Re: out of memory for query result

From
Allen
Date:
Thanks, everyone. I got it to work! Here is my solution hoping it is
useful to the next programmer.

PROBLEM: Perl DBI for Postgres does not implement cursors. All query
results are cached in memory. For very large result sets, this give the
"out of memory for query result" message.

The prepare(select_statement)/execute(@parms) did not open a cursor as I
had thought. It must be explicitly coded. This technique is only
applicable for processing large result sets that you do not want cached
completely in memory.
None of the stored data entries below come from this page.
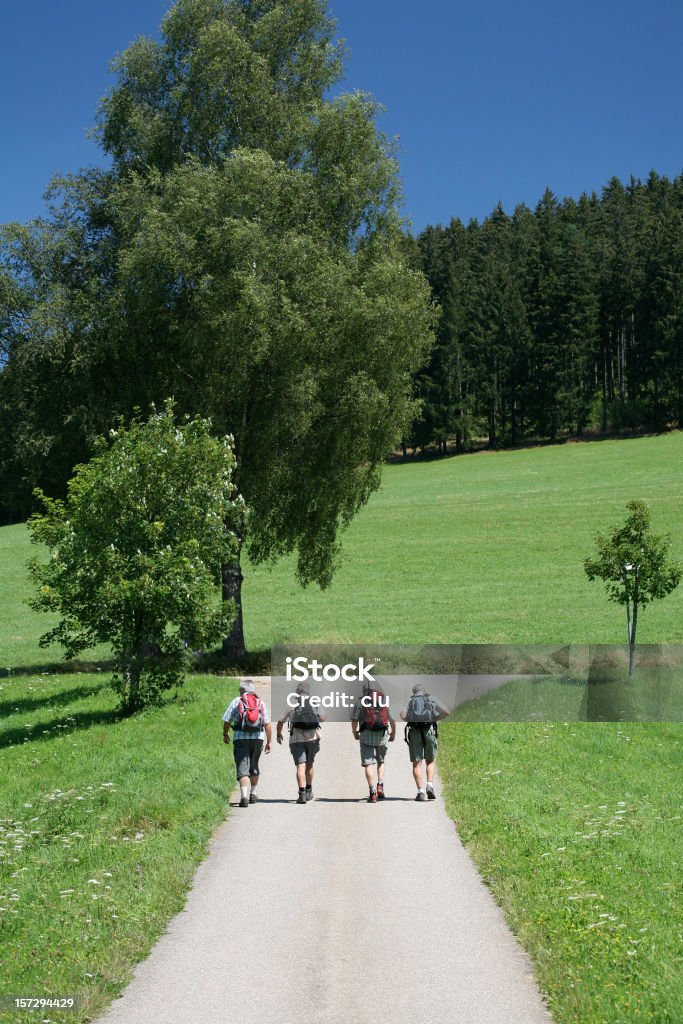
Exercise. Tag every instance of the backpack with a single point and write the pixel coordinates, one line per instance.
(304, 717)
(249, 715)
(375, 716)
(421, 711)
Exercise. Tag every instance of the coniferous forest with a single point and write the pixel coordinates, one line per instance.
(557, 321)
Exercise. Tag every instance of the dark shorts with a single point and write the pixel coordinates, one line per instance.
(247, 754)
(422, 743)
(304, 754)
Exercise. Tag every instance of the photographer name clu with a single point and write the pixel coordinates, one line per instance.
(336, 699)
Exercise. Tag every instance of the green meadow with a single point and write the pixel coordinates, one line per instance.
(484, 548)
(574, 826)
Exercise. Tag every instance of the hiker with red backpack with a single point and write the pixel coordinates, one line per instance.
(374, 726)
(422, 716)
(248, 717)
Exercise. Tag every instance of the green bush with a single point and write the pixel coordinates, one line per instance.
(136, 551)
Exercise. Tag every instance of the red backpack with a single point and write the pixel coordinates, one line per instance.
(373, 714)
(249, 715)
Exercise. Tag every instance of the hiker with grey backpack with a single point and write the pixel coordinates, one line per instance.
(304, 724)
(422, 716)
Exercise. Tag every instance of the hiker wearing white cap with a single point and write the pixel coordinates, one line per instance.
(304, 722)
(248, 717)
(422, 715)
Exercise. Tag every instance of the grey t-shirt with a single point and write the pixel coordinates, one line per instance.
(297, 734)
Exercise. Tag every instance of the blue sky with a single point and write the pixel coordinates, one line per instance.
(492, 101)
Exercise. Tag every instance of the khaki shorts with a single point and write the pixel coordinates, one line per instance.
(247, 754)
(422, 744)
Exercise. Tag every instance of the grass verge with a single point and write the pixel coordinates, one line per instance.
(103, 821)
(577, 830)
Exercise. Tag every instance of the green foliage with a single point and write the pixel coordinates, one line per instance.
(559, 320)
(136, 548)
(244, 254)
(634, 562)
(635, 566)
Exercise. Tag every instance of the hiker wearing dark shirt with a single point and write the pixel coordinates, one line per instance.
(304, 722)
(422, 714)
(374, 725)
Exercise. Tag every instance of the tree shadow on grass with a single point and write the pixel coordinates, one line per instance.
(57, 727)
(58, 699)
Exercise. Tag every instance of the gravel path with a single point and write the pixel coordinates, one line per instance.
(335, 912)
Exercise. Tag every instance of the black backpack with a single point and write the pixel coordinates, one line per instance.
(421, 711)
(304, 717)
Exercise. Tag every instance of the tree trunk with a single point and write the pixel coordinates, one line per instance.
(632, 642)
(233, 644)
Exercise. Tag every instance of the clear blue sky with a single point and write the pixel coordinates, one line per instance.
(492, 101)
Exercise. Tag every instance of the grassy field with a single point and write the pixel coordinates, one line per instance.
(575, 827)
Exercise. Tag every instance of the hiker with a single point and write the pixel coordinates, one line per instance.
(248, 717)
(422, 715)
(304, 722)
(374, 725)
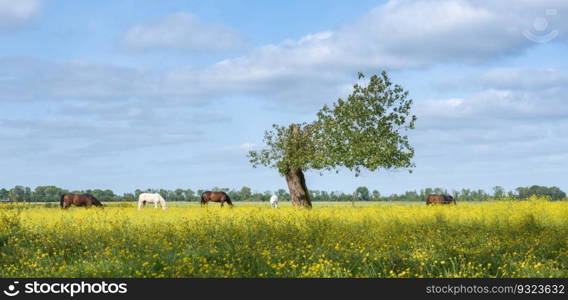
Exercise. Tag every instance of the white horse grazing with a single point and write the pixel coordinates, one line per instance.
(274, 201)
(154, 198)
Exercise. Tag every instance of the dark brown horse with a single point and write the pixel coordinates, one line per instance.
(215, 197)
(86, 200)
(440, 199)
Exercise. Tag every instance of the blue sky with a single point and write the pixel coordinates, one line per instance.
(131, 94)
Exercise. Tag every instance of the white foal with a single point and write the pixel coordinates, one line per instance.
(274, 201)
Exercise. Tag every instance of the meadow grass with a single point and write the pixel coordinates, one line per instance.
(490, 239)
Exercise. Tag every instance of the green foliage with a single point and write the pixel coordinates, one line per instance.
(365, 131)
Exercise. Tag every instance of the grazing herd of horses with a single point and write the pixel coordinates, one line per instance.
(88, 200)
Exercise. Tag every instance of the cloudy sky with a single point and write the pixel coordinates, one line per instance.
(165, 94)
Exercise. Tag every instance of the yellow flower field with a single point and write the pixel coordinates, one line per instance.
(492, 239)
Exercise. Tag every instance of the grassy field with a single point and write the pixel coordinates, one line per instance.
(493, 239)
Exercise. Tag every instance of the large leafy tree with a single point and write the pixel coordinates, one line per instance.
(365, 131)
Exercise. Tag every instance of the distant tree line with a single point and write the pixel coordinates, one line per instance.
(53, 194)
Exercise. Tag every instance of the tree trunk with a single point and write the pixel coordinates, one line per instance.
(299, 194)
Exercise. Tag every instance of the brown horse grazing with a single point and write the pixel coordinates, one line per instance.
(85, 200)
(440, 199)
(215, 197)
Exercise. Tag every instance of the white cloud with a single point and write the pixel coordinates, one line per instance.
(182, 31)
(17, 12)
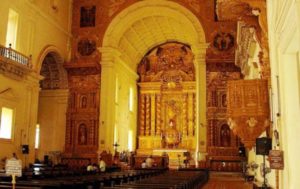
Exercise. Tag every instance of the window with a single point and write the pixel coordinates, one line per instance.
(37, 136)
(12, 28)
(6, 122)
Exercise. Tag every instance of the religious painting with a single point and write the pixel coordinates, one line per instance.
(87, 16)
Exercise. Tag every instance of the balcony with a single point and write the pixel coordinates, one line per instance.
(14, 64)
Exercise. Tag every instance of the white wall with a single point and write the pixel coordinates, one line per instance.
(284, 27)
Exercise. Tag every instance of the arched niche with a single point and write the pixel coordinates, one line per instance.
(130, 35)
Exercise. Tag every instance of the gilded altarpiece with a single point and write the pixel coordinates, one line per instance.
(223, 144)
(82, 126)
(167, 94)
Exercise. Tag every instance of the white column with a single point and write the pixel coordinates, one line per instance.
(200, 67)
(107, 100)
(32, 98)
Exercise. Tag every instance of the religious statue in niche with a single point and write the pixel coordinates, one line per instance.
(86, 47)
(171, 137)
(225, 135)
(224, 100)
(82, 134)
(83, 102)
(87, 16)
(223, 41)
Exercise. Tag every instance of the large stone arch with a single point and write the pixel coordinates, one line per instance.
(130, 35)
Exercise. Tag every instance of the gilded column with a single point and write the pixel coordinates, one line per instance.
(190, 114)
(158, 114)
(184, 116)
(152, 114)
(142, 115)
(147, 131)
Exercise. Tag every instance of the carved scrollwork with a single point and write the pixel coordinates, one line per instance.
(86, 47)
(168, 62)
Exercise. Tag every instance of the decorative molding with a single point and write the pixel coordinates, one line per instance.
(48, 18)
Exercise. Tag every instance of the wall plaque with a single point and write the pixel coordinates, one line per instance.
(276, 159)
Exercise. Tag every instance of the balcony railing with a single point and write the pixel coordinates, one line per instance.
(15, 56)
(14, 64)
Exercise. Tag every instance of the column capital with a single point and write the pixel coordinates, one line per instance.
(109, 53)
(200, 48)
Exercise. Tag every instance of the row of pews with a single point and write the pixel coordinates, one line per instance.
(143, 178)
(79, 180)
(169, 180)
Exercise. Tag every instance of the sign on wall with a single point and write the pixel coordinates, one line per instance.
(13, 167)
(276, 159)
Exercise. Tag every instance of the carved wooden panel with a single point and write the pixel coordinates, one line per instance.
(167, 92)
(83, 116)
(248, 109)
(222, 142)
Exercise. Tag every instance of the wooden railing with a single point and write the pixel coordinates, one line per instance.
(15, 56)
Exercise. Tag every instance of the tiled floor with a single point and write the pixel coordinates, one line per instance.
(227, 181)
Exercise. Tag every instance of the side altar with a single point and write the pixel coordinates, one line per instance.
(176, 156)
(167, 102)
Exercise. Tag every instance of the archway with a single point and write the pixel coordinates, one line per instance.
(128, 38)
(52, 105)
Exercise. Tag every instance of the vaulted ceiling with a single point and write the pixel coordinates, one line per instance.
(138, 29)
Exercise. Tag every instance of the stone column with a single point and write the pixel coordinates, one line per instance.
(107, 99)
(142, 115)
(191, 114)
(153, 108)
(200, 132)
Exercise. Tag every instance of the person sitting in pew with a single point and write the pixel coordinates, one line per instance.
(102, 165)
(149, 162)
(144, 164)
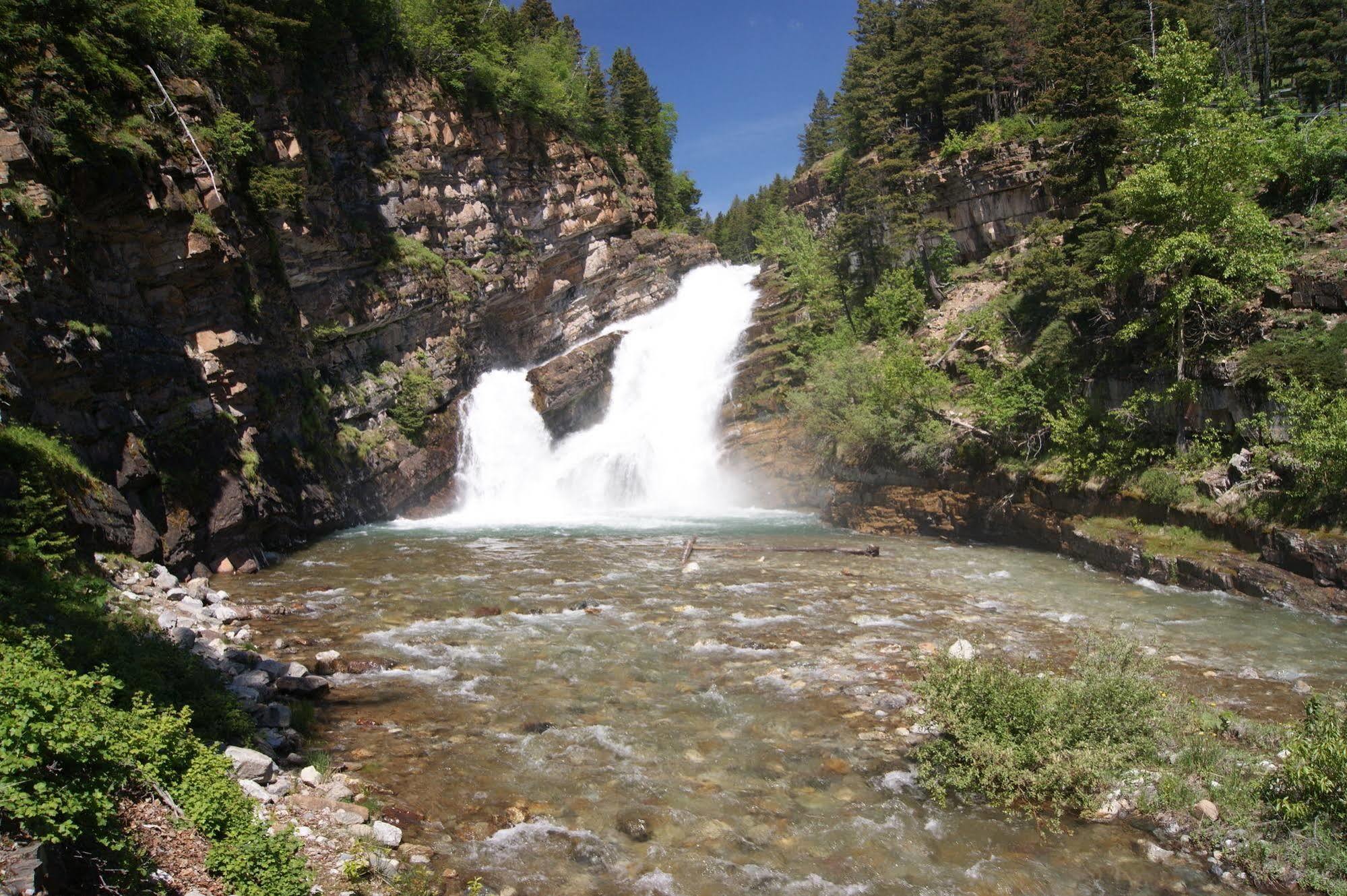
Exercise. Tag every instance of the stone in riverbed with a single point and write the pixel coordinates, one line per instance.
(387, 835)
(303, 688)
(251, 766)
(636, 827)
(962, 650)
(182, 638)
(1206, 809)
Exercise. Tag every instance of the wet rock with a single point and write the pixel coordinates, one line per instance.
(1154, 852)
(837, 766)
(387, 835)
(637, 827)
(962, 650)
(309, 686)
(182, 638)
(315, 804)
(252, 766)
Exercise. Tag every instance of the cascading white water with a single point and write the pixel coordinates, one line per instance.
(655, 455)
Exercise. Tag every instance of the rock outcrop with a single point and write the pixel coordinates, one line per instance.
(571, 393)
(245, 367)
(985, 197)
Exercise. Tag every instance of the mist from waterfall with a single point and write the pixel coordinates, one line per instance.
(652, 459)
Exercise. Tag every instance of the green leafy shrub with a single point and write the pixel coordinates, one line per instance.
(1166, 487)
(864, 404)
(1317, 424)
(408, 410)
(896, 307)
(275, 189)
(1031, 742)
(1313, 782)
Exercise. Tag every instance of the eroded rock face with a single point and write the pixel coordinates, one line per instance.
(571, 393)
(247, 379)
(986, 197)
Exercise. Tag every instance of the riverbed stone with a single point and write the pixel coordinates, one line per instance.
(636, 825)
(182, 638)
(962, 650)
(252, 766)
(306, 686)
(387, 835)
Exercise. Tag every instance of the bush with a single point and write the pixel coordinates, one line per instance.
(863, 404)
(1031, 742)
(408, 410)
(275, 189)
(1167, 488)
(1313, 782)
(898, 307)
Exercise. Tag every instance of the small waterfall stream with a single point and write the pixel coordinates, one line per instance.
(654, 457)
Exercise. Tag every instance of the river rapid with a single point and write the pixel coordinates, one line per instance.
(573, 712)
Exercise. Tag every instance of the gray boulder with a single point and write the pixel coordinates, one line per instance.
(252, 766)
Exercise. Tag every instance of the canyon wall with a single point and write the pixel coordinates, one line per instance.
(244, 374)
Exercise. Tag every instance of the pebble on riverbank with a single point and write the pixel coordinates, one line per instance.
(319, 808)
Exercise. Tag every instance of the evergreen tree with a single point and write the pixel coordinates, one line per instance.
(1086, 69)
(817, 141)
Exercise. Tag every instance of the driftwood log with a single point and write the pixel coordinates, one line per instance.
(690, 546)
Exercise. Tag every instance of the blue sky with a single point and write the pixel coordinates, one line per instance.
(741, 73)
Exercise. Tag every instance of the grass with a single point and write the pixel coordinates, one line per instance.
(1162, 541)
(1044, 744)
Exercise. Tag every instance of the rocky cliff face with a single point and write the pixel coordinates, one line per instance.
(984, 197)
(244, 373)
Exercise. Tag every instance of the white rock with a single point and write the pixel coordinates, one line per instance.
(962, 650)
(251, 766)
(387, 835)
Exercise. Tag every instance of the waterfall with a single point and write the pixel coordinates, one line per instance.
(656, 452)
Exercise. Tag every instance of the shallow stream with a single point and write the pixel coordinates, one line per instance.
(749, 711)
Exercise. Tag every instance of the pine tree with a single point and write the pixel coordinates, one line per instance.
(1086, 69)
(817, 141)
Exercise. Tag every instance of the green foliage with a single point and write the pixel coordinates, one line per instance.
(896, 307)
(275, 189)
(1310, 354)
(1008, 404)
(1317, 424)
(205, 226)
(865, 405)
(1166, 488)
(989, 135)
(1313, 782)
(408, 410)
(1040, 742)
(229, 139)
(406, 253)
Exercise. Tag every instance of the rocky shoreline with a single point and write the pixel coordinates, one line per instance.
(346, 836)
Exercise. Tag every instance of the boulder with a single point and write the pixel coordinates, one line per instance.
(571, 393)
(962, 650)
(182, 638)
(387, 835)
(306, 686)
(252, 766)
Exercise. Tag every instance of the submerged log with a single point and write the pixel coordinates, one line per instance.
(690, 546)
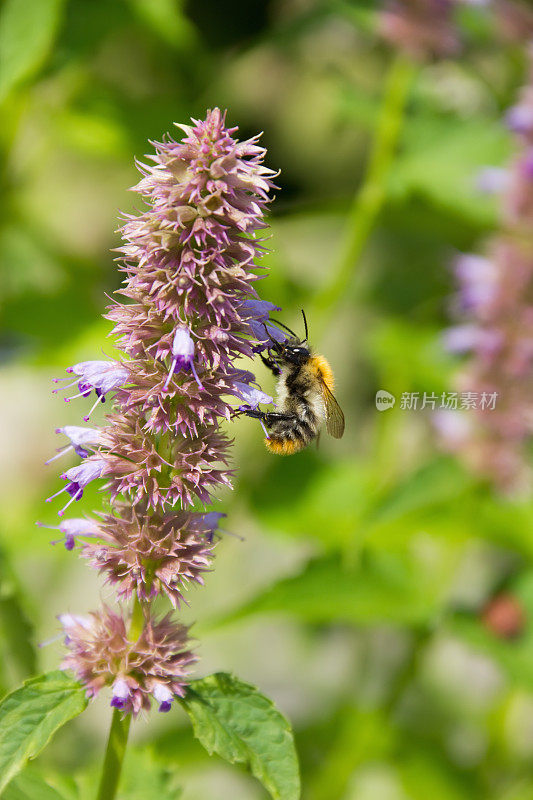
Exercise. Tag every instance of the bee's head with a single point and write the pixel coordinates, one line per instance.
(293, 351)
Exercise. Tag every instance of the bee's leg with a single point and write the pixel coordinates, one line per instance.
(271, 364)
(267, 418)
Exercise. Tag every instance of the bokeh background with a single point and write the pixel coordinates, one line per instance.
(357, 596)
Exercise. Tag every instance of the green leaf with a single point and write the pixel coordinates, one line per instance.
(29, 717)
(17, 634)
(440, 161)
(233, 719)
(27, 32)
(386, 588)
(145, 778)
(30, 786)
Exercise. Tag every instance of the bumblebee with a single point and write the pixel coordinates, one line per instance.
(304, 395)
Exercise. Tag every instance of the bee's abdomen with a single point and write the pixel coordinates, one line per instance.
(291, 435)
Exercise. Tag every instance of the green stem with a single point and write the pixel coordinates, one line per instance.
(114, 756)
(120, 726)
(370, 197)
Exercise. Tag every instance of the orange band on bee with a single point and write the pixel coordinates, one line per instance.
(283, 447)
(321, 368)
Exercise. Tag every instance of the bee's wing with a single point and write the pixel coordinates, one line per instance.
(334, 415)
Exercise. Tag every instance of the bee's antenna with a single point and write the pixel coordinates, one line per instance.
(305, 323)
(277, 322)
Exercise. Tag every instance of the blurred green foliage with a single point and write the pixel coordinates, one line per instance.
(356, 598)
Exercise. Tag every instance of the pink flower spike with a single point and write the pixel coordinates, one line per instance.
(182, 355)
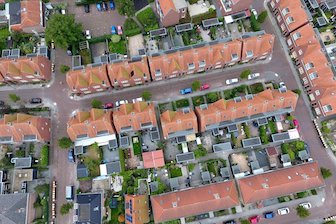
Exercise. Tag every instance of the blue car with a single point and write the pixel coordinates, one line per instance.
(113, 30)
(99, 7)
(269, 215)
(186, 91)
(112, 6)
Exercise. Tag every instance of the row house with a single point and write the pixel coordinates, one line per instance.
(171, 11)
(257, 47)
(178, 123)
(128, 72)
(19, 128)
(89, 79)
(223, 113)
(290, 15)
(134, 117)
(28, 16)
(25, 69)
(88, 127)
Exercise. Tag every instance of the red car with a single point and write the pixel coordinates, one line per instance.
(108, 105)
(254, 219)
(204, 87)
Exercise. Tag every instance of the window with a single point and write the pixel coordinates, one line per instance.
(249, 54)
(327, 108)
(289, 20)
(313, 75)
(285, 11)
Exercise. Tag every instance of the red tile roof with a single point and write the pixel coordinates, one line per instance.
(194, 201)
(256, 188)
(20, 125)
(153, 159)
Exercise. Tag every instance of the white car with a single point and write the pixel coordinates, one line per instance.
(87, 34)
(253, 76)
(283, 211)
(254, 13)
(306, 205)
(231, 81)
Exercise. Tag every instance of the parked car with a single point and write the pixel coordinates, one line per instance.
(231, 81)
(253, 76)
(35, 100)
(269, 215)
(87, 34)
(204, 87)
(186, 91)
(108, 105)
(119, 30)
(99, 6)
(254, 219)
(87, 8)
(71, 157)
(113, 30)
(254, 12)
(112, 5)
(283, 211)
(306, 205)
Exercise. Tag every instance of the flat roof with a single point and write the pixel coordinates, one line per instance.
(251, 142)
(185, 157)
(222, 147)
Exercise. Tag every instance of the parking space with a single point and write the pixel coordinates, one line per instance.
(98, 22)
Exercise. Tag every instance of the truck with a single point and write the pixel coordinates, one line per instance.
(69, 193)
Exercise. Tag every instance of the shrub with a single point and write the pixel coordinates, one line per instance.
(64, 69)
(131, 28)
(44, 161)
(262, 16)
(148, 19)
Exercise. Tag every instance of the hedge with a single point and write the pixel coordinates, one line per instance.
(44, 161)
(208, 15)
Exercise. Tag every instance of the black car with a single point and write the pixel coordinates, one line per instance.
(35, 100)
(87, 8)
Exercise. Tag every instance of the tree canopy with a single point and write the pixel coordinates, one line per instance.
(63, 30)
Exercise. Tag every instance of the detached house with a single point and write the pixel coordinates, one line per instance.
(88, 127)
(26, 16)
(89, 79)
(25, 70)
(257, 47)
(128, 73)
(223, 113)
(134, 117)
(19, 128)
(179, 123)
(171, 11)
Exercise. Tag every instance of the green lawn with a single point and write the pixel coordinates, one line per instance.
(175, 172)
(182, 103)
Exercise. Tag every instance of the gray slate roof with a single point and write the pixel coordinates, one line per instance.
(13, 208)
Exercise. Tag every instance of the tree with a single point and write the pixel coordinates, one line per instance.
(245, 73)
(63, 30)
(64, 69)
(125, 7)
(65, 208)
(302, 212)
(196, 85)
(115, 38)
(262, 16)
(64, 143)
(13, 97)
(326, 173)
(146, 95)
(96, 104)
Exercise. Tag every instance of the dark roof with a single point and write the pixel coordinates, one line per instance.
(82, 171)
(89, 208)
(14, 13)
(13, 208)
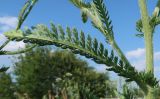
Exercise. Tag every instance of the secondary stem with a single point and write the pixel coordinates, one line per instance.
(148, 37)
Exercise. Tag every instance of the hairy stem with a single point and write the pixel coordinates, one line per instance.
(148, 43)
(147, 36)
(119, 51)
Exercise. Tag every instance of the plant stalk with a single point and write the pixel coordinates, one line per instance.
(148, 37)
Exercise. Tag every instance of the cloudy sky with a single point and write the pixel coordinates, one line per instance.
(124, 14)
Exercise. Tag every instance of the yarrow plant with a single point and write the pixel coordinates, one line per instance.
(79, 43)
(22, 16)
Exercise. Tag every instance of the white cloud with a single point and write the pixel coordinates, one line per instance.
(157, 56)
(139, 52)
(7, 23)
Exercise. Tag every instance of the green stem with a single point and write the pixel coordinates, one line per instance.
(148, 43)
(119, 51)
(147, 36)
(4, 44)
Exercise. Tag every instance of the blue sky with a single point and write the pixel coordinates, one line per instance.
(124, 14)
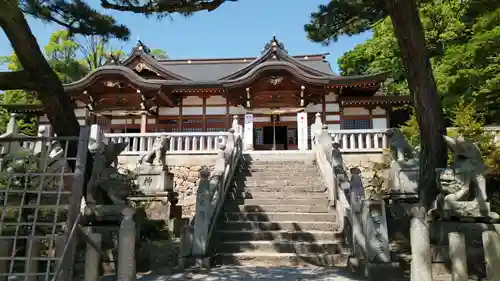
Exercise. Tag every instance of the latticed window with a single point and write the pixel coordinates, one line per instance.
(192, 121)
(216, 130)
(192, 130)
(356, 124)
(103, 121)
(168, 121)
(259, 136)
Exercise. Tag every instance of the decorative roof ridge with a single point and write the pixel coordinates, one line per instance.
(275, 49)
(138, 53)
(156, 84)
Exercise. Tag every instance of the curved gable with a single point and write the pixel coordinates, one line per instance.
(140, 60)
(275, 51)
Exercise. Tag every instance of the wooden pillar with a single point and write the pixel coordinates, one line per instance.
(180, 113)
(144, 122)
(204, 128)
(458, 256)
(491, 245)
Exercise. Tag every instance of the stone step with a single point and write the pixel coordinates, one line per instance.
(278, 216)
(267, 235)
(285, 188)
(282, 176)
(265, 201)
(292, 225)
(251, 181)
(280, 169)
(274, 162)
(297, 247)
(281, 207)
(234, 194)
(269, 259)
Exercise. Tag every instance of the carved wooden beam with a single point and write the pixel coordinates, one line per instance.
(167, 98)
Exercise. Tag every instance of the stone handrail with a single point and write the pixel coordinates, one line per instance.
(367, 140)
(179, 143)
(213, 189)
(328, 164)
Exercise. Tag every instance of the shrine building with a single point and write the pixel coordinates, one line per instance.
(267, 92)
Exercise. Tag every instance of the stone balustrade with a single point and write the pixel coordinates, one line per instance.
(368, 140)
(179, 143)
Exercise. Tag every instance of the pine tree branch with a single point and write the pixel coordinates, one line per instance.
(16, 80)
(164, 6)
It may not work for nested cursors?

SOLUTION: Run raw "DECLARE CURSOR" and "FETCH nnn FROM cursor" commands
to extract your data.
* Connect with AutoCommit=>0 to enable transactions
* prepare/execute DECLARE cursorname CURSOR FOR select...
   ? Parameters to the SQL are specified here.
* Loop
   * prepare/execute FETCH nnn FROM cursor_name,
     which buffers only the next 'nnn' rows from the cursor
     use a large enough number to decrease server/client overhead
     and small enough to co-exist with other apps/threads.
   * Loop
     * fetchrow_hashref until undef (end of current FETCH set)
     * do something wonderful with the row
* prepare/execute Close Cursor

EXAMPLE: This may not be the cleanest code, but works!

#!/usr/local/bin/perl -w
use strict;
use DBI;

my $dbName='allen';
my $host='localhost';
my $dbUser=$dbName;
my $dbPassword='';

my $dbh = DBI->connect("DBI:Pg:dbname=$dbName;host=$host", $dbUser,
$dbPassword,
         { RaiseError => 0, AutoCommit => 0, PrintError => 1 })
         or die "Can't connect to db\n";

loopCursor(
   sub
   {
     my ($row) = @_;
     print "$row->{name}\n";
   },
   "SELECT name from population where ssn>=?",1
);
$dbh->commit();
$dbh->disconnect();
exit;

my $csrnum=0;
sub loopCursor
{
   my ($proc, $sql, @parms) = @_;
   my ($sth, $row);
   ++$csrnum;
   my $count=0;
   eval {
     runSQL("declare csr_$csrnum cursor for $sql", @parms);
     for(;;) {
        $sth = $dbh->prepare("fetch 1000 from csr_$csrnum")
           or die "fetch 1000 from csr  $DBI::errstr\n";
        $sth->execute() or die "loopCursor fetch  $DBI::errstr\n";
        last if $sth->rows == 0;

        while ($row = $sth->fetchrow_hashref) {
         ++$count;
         &$proc($row);
        }
        $sth->finish();
     }
     runSQL("close csr_$csrnum");
     return $count;
   };
   die join(' ', "Error $@ during", $sql, @parms,
         $DBI::errstr||'',"\n") if $@;
}

sub runSQL
{
   my ($sql, @parms) = @_;
   my $sth;
   eval {
     $sth = $dbh->prepare($sql);
     $sth->execute(@parms) or die $DBI::errstr;
   };
   die "Error $@ during $sql @parms\n" if $@;
   $sth->finish();
   return $sth->rows;
}